Para a ANP, caso o produtor de etanol esteja dentro dos padrões exigidos pela agência, não há motivo para o bloqueio da venda direta. As distribuidoras afirmam que o processo diminuiria a qualidade do etanol presente nos carros de consumidores, pois o produto não passaria pelos centros de controle.
Entretanto, a agência alega que o próprio regulamento da ANP obriga que o produto esteja sem adulterações, fato que dispensaria a passagem do etanol pelos centros de controle. “O produtor de etanol emite, obrigatoriamente, o certificado de qualidade e atesta que o produto contido nos tanques de expedição está especificado”, diz o estudo.
Além da ANP, o Ministério da Fazenda também publicou estudo defendendo a venda direta. A publicação, de dezembro de 2018, afirma que haverá uma redução de 47% no custo logístico total com a venda sem a presença das distribuidoras.
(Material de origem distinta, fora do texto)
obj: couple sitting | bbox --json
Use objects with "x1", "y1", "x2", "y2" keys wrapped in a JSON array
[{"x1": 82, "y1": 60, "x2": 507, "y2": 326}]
Somente para o estado de São Paulo, o ganho econômico seria de R$ 263,5 milhões por ano.
“A implementação da monofasia [regime tributário] ajudará no combate do fenômeno conhecido como distribuidora ‘barriga de aluguel’. Distribuidoras dessa natureza atuam na base da sonegação tributária, com foco na comercialização de Etanol Hidratado Combustível (EHC), apontado como foco principal dos desvios de arrecadação”, informa a pesquisa.
Distribuidoras – As distribuidoras e empresas que defendem a proibição da venda direta do etanol afirmam que, atualmente, o produtor e o distribuidor são responsáveis pelo recolhimento do PIS/Cofins incidentes sobre a receita bruta da venda do etanol hidratado na proporção de R$ 0,13 por litro e R$ 0,11 por litro, respectivamente. A ausência do distribuidor exigiria mudanças na legislação que regula a cobrança do tributo federal para concentrar a arrecadação no produtor.
“Vale a pena mudar um modelo de venda por causa de uma pequena diferença de preço ao consumidor final? As distribuidoras recolhem PIS/Cofins, ICMS. No momento em que passar para a venda direta, quem recolherá essa parcela de tributo? “, questiona Helvio Rebeschini, diretor de planejamento estratégico e mercado da Plural.
De acordo com estudo da Plural, a venda direta aumentaria em 24,7% os custos logísticos de postos de combustível. “Quando a cadeia de logística das distribuidoras é quebrada, o preço da gasolina e do diesel precisará subir para tapar o buraco de arrecadação dessas empresas [distribuidoras]”, afirma Rebeschini.
Outra consequência da remoção das distribuidoras do processo de venda do etanol, segundo o diretor, seria a queda de qualidade do produto final ao consumidor. “Distribuidoras têm a preocupação com a qualidade. Precisam honrar o nome da marca. Com a venda direta, o etanol não passará pelos centros de distribuição e controle de qualidade dessas empresas. O produto fica exposto”, diz o diretor.
Além disso, Rebeschini afirma que os postos sem bandeira e em localidades próximas às usinas serão os maiores beneficiados pela venda direta. A localização permitiria que eles comprassem o etanol por um preço menor, e o produto final poderá ser vendido por uma tarifa inferior à praticada no mercado.
“É um problema concorrencial. Os postos distantes não poderão vender o produto por um preço semelhante. Os que desejarem utilizar uma distribuidora também precisarão pagar por mais tributos”, diz.
No Senado, o projeto de decreto legislativo 61/2018, de autoria do senador Otto Alencar (PSD/BA), pretende permitir a venda direta de etanol. O projeto tem como justificativa a “crise institucional” causada pelas paralisações de caminhoneiros, em maio de 2018.
“A partir desta nova opção comercial, os produtores passam a competir com as distribuidoras nas vendas diretas. O pleito dos produtores não tem como objetivo a tomada do mercado das distribuidoras e sim a oportunidade de também comercializarem o etanol, sem os atravessadores”, escreve o senador na justificativa do projeto.
Para Rebeschini, a greve os caminhoneiros não tem relação com combustível e “muito menos com o etanol”. “A greve aconteceu por uma mistura de excesso de frotas e crise econômica. Faltou combustível porque os caminhoneiros bloquearam todas as vias de acesso”, afirma.